Tidak jauh beda dengan binatang kesayangan yang harus dimanjakan agar bisa
menjadi penjaga yang selalu siap menggonggong dan menggigit di kala ada yang
mencoba mengganggu.
Kata
ayah juga telah mengalami proses pelembutan. Dulu Ayah itu kesannya sangat
gentle dan maskulin. Seorang anak akan selalu membangga-banggakan ayahnya
sampai-sampai selalu menjadi sosok pahlawan dalam kehidupannya. Terkadang kita
mendegar ungkapan Ayah is my Hero, is the best, dsb. Tapi sekarang kata Ayah
cenderung lebih feminim. Bahkan cukup menggelikan. Gimana tidak kedengaran
geli, jika anda mendengar di lapangan futsal ada seorang cowok yang bertampang
gagah nan atletis tiba-tiba berteriak “ngoper bolanya jangan terlalu kencang,
Ayah”. Jika anda cowok normal pasti akan bergumam dalam hati: “sumpah, rasanya
pengen lempar muka dia pake sepatu bola”.
Dan
jujur saja, saya pun agak terganggu dengan feminisasi kata ayah itu. Meskipun
Ayah itu juga kadang bisa sangat lembut terhadap anaknya, tapi tetap saja Ayah
itu jauh dari kesan alay apalagi dekat dengan dunia banci di mata saya.
Meskipun kadang kawan saya berkata berkata bahwa saya beruntung bisa dekat dan
akrab dengan ayah, tapi tetap saja saya sangat takut saat ayah saya marah.
Pernah secara tidak sengaja saya menembak adik dengan pistol mainan di saat
ayah sedang tidur siang. Saat tangis adik saya pecah, meraung dan mengagetkan
seisi rumah sontak Ayah terbangun dan memukul saya. Tidak sampai di situ, saya
malah diajak duel dengan badik (senjata tajam khas sulawesi). Karena saya diam
dan tunduk saja ditantang olehnya, Ayah kemudian masuk ke dalam kamar dan
mengambil parang yang lebih besar yang selalu tergantung di sudut kamarnya.
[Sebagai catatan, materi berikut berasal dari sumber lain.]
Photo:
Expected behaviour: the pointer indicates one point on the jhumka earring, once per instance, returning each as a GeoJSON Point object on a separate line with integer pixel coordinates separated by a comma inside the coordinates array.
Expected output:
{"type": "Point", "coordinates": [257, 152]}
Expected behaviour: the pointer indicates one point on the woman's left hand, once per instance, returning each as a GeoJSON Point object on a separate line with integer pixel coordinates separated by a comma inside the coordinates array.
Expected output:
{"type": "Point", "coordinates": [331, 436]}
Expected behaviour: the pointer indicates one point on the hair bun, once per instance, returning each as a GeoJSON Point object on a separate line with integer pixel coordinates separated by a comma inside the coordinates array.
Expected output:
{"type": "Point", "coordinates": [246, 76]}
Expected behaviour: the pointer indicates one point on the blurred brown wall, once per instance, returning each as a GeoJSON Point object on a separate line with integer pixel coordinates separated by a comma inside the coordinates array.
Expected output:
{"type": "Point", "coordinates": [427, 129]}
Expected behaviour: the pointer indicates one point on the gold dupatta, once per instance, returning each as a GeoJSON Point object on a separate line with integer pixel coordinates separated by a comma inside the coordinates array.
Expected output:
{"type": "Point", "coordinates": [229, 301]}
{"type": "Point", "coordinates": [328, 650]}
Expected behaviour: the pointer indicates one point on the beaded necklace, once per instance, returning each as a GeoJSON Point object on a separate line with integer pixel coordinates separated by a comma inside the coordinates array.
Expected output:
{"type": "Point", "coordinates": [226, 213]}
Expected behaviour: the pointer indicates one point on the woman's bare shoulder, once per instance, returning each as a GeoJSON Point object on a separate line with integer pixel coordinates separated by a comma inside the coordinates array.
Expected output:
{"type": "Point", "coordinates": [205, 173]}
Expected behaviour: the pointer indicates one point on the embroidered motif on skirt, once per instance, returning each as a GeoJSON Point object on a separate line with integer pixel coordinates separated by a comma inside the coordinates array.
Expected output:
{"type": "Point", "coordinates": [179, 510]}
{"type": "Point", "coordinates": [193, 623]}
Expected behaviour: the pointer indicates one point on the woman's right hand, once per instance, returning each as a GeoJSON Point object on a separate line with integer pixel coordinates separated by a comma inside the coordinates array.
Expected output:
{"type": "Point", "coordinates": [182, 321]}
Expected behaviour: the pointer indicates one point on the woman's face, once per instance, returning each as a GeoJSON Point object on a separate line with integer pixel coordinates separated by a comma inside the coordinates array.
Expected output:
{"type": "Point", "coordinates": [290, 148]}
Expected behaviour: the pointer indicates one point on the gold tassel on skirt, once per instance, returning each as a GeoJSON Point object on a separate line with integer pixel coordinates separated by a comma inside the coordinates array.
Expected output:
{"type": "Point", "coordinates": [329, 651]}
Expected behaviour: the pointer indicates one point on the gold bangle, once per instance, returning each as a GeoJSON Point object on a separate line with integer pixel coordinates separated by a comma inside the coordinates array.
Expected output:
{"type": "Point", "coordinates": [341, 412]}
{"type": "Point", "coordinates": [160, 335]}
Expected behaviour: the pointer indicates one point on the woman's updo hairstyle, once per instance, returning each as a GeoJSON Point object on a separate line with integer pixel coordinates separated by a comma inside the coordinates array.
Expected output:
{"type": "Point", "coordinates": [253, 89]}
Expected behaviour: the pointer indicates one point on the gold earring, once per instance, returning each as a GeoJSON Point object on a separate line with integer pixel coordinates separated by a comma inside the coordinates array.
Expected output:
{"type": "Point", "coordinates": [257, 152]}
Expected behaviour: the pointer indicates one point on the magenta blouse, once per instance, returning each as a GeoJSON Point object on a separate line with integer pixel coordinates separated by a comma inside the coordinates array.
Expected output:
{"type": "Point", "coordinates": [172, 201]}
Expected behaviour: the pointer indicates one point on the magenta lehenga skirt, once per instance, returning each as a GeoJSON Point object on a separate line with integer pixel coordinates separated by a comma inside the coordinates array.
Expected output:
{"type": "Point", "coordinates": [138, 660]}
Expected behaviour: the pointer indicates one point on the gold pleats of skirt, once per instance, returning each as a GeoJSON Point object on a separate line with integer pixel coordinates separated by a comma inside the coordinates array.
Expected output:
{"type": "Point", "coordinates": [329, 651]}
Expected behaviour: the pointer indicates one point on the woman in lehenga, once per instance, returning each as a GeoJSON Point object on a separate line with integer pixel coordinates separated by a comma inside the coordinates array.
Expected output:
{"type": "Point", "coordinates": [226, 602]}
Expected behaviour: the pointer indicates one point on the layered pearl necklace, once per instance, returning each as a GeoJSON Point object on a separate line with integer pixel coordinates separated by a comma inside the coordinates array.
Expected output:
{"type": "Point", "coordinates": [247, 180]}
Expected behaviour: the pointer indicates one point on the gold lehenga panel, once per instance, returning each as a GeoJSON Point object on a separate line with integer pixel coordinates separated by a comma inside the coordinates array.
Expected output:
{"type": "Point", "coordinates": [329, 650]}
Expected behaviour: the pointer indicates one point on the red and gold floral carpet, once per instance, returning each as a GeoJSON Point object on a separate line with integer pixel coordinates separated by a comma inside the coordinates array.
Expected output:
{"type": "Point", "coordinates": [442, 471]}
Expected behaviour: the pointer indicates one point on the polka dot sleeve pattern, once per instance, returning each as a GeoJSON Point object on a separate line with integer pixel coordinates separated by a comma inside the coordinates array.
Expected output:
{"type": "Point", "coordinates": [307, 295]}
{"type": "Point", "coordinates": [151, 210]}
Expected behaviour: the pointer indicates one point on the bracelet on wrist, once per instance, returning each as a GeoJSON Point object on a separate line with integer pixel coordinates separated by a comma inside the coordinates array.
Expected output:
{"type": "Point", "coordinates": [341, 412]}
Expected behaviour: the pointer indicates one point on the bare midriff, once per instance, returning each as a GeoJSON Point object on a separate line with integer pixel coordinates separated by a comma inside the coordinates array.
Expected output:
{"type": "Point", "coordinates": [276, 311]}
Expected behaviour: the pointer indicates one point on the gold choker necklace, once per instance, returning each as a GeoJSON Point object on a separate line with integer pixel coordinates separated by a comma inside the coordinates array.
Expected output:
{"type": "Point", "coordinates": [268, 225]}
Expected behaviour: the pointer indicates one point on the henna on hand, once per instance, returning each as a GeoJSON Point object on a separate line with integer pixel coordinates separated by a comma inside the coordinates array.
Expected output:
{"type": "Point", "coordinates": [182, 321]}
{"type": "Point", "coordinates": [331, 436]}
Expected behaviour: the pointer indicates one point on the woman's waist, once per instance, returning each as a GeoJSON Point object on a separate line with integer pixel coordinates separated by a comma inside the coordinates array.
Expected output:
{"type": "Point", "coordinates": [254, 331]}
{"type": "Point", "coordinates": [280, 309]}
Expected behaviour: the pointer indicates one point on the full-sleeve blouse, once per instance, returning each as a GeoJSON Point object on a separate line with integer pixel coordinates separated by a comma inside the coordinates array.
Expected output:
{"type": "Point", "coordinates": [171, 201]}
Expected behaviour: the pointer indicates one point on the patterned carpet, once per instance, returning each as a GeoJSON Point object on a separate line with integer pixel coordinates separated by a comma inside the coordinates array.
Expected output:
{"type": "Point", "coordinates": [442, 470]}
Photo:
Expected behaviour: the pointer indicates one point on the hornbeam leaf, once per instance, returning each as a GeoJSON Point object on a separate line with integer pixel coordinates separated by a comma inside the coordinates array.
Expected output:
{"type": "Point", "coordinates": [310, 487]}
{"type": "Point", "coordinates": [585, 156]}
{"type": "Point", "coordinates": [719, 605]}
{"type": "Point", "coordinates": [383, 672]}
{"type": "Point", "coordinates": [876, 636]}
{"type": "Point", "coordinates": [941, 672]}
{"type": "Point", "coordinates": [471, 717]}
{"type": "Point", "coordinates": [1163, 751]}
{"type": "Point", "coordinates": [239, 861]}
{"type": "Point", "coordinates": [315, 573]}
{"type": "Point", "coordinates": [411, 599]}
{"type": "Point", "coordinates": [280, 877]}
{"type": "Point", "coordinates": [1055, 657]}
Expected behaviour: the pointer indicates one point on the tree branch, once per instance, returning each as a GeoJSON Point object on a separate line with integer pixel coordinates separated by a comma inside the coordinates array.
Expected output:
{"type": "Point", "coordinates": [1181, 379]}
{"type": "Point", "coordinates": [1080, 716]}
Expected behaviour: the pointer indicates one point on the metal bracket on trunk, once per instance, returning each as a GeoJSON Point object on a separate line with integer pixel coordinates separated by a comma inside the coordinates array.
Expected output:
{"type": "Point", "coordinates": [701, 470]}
Tapi saya diam saja dan berdiri mematung walau parang itu sudah terhunus di
depan mata saya. Dan beruntung waktu itu Ibu saya segera datang menghalangi
lalu menggoyang badan saya yang bengong dan menyuruh saya lari dan pergi untuk
bersembunyi.
Waktu
itu saya bersembunyi di rumah tetangga. Setelah sore saya pulang kerumah dan
menghindari kontak mata dengan ayah saya. Tapi saat makan malam, Ayah tiba-tiba
memanggil saya dan mengajak makan. Saya nurut saja sambil tunduk dalam-dalam
dan diam seribu bahasa. Ayah saya malah senyum dan bilang jangan diulangi lagi
yah! Keesokan harinya, sebelum berangkat ke sekolah, saya malah diberi uang
jajan sambil mengusap-usap rambut saya. Hadiah yang sangat spesial bagi saya
yang nota bene tidak mendapat alokasi dana khusus buat jajan di sekolah sejak
SD. Sejak saat itu, saya selalu berusaha menjadi anak baik jika di rumah.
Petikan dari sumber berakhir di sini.